We suggest a practical algorithm based on the literature data and our clinical experience (Figure 3) that should be adopted as a guide in the management of this clinical scenario.

5. Conclusions

Facial paralysis is a very rare complication of AOM. First-line treatment should always be conservative and based on the use of antibiotics (specially on beta-lactam antibiotics as penicillins or cephalosporins). Corticosteroids should be used concomitantly for their anti-inflammatory and neuroprotective actions. However, there is no unanimity between authors about their application, and further studies are needed to clarify their possible role in this scenario. Myringotomy, with or without ventilation tube insertion, must be performed as the first-choice surgical procedure due to its diagnostic and therapeutic actions. Conservative treatment can be sufficient for complete recovery in most patients.
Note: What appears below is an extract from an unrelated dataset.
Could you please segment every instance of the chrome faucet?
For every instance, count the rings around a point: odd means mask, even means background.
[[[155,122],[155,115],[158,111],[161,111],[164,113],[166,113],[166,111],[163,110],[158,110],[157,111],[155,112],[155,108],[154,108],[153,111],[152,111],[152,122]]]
Other kinds of surgery should be performed only in patients who have a worsening of their AOM symptoms or a worsening in HB score even with clinical treatment. Further studies are needed to clarify the role of mastoidectomy with facial nerve decompression in this clinical scenario.

6. Limitations

The present study was subjected to all limitations of work surrounding rare clinical scenarios. As FNP in pediatric AOM is a very rare condition, we included in our work a small number of studies and patients. In addition, due to lack of specific data, it was not possible to determine what kinds of surgical treatment were received by nine of the patients with a final HB grade of II and the effectiveness of mastoidectomy plus facial nerve decompression in terms of FNP grade improvement. Although this study has its limitations, it is hoped that it can serve as a basis for further study in clarifying the optimal clinical management of this rare clinical scenario.